# Altering a Milling Machine Table



## Tony Bird (Oct 16, 2013)

Hi,

About thirty years ago I built a Dore Westbury milling machining from part machined castings. It has given excellent service since its only problem is the design of the 'T' slots on its table, not having any full length longitudinal slots, clamps often had to be used to hold a lot of machine vices, rotary tables etc. that were fitted to the table Recently a member of my model club who looks after its workshop bought a similar second hand mill, he couldn't put up with the inconvenience of not being able to just bolt things to the table. He connected the two short longitudinal 'T' to make one. Following photographs show the operation. 

Mill as original. 














Model club workshop. 










Eddie's weapon of choice the Baron Max. 








First Cut.




Eddie checking depth.




Last end mill cut.




'T milling cutter.




 Photobucket seems to me playing up so I will close and continue on a another post.

Regards Tony.


----------



## Tony Bird (Oct 16, 2013)

Hi,

Last two photographs of the completed milling table.
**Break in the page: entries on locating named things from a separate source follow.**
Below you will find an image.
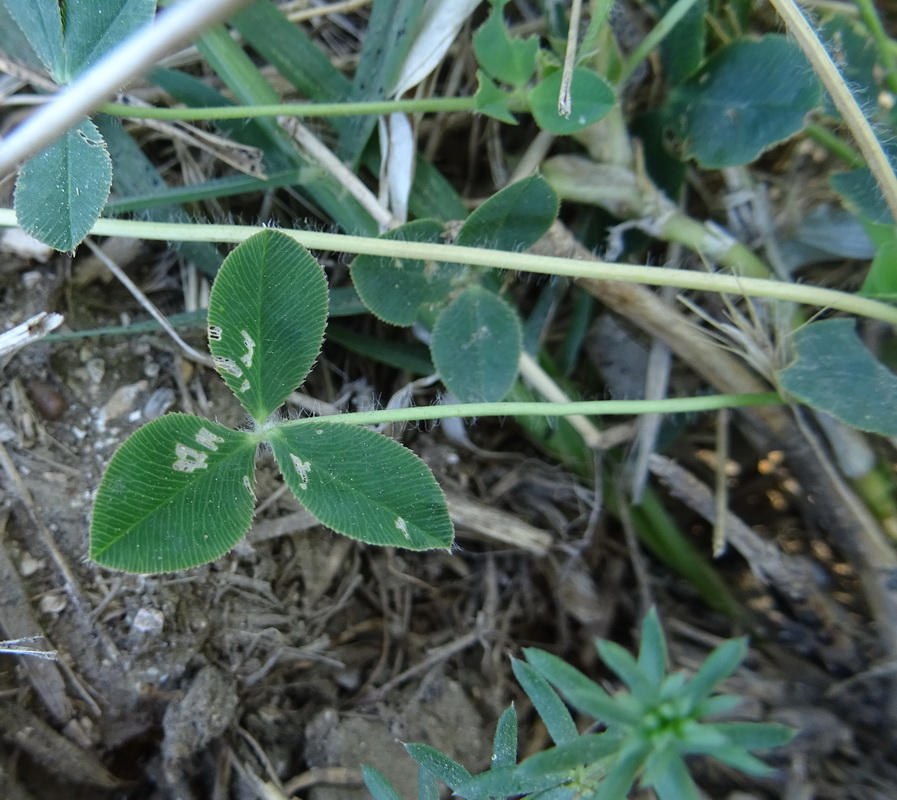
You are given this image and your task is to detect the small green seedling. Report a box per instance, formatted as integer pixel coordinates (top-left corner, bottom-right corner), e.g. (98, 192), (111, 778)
(363, 610), (794, 800)
(90, 231), (453, 573)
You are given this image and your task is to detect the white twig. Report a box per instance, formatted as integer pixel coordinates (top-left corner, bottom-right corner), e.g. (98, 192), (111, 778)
(0, 0), (247, 177)
(0, 311), (62, 356)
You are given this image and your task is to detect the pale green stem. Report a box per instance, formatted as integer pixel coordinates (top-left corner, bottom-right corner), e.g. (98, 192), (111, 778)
(99, 97), (476, 121)
(770, 0), (897, 220)
(278, 392), (783, 428)
(804, 122), (866, 169)
(856, 0), (897, 94)
(619, 0), (697, 86)
(0, 208), (897, 325)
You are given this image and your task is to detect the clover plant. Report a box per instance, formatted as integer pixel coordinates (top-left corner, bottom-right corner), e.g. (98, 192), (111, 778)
(363, 610), (794, 800)
(90, 230), (453, 573)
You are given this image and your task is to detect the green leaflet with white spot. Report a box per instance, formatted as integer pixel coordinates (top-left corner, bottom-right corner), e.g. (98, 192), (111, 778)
(90, 414), (256, 573)
(209, 230), (327, 423)
(430, 286), (523, 403)
(15, 119), (112, 251)
(270, 419), (454, 550)
(90, 231), (454, 573)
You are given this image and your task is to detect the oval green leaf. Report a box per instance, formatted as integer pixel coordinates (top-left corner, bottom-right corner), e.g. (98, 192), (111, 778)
(352, 219), (465, 325)
(63, 0), (156, 81)
(3, 0), (64, 77)
(430, 286), (523, 403)
(667, 34), (821, 168)
(209, 230), (327, 423)
(270, 419), (454, 550)
(15, 119), (112, 251)
(473, 3), (539, 88)
(455, 175), (559, 252)
(473, 69), (517, 125)
(529, 67), (616, 136)
(90, 414), (256, 573)
(779, 319), (897, 436)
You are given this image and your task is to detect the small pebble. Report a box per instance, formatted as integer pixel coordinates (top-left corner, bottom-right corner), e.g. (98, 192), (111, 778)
(131, 608), (165, 634)
(39, 592), (69, 614)
(26, 379), (66, 420)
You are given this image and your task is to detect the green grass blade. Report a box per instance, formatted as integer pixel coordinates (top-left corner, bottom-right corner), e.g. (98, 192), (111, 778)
(337, 0), (424, 164)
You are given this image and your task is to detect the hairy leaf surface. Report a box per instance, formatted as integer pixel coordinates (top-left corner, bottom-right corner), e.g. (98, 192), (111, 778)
(270, 418), (454, 550)
(209, 230), (327, 423)
(90, 414), (256, 573)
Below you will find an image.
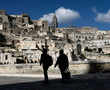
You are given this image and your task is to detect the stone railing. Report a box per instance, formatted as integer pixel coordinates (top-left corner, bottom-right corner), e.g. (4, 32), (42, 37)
(0, 61), (110, 75)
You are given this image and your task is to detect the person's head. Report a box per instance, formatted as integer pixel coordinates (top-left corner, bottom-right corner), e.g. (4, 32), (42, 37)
(60, 49), (64, 54)
(43, 49), (47, 54)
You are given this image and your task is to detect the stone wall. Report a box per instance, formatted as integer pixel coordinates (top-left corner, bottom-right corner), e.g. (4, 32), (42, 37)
(0, 62), (110, 75)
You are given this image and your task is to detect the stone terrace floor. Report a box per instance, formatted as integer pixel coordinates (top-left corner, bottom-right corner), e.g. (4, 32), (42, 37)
(0, 73), (110, 90)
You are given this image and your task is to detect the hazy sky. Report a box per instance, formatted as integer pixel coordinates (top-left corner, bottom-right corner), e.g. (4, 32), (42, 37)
(0, 0), (110, 30)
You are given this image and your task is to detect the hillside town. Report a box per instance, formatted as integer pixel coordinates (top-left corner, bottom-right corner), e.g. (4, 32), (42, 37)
(0, 10), (110, 64)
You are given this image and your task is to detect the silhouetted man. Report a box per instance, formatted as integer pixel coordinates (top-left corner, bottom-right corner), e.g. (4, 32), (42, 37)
(55, 49), (69, 79)
(40, 49), (53, 83)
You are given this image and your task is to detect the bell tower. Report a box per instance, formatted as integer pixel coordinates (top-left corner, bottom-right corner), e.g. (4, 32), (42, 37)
(52, 14), (58, 29)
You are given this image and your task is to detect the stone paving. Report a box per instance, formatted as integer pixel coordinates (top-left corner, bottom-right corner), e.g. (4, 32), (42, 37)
(0, 73), (110, 90)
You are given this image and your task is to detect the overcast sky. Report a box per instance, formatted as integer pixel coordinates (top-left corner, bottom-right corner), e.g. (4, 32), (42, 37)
(0, 0), (110, 30)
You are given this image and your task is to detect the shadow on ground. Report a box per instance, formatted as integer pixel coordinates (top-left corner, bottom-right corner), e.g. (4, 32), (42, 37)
(0, 75), (110, 90)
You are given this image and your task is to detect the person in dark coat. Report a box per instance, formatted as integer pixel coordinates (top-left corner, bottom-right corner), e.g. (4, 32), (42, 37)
(55, 49), (69, 79)
(40, 49), (52, 83)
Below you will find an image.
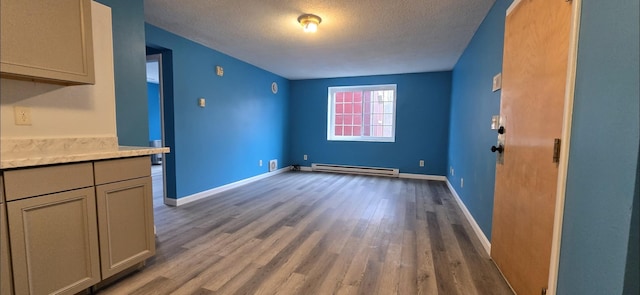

Which now should be a lot quicker to set up.










Regards Tony.


----------



## Nicolas (Oct 25, 2013)

That is a amazing club workshop 
I could only dream of owning a Super 7 with the gearbox, they are so rare in New Zealand.


----------



## Tony Bird (Oct 26, 2013)

Hi Nicolas,

Yes the club is very fortunate, it is difficult to beat the old Super 7.  Nearly 40 years ago with an unexpected legacy I bought a Super 7B with a gear box and powered cross slide and have never regretted it.

Regards Tony.


----------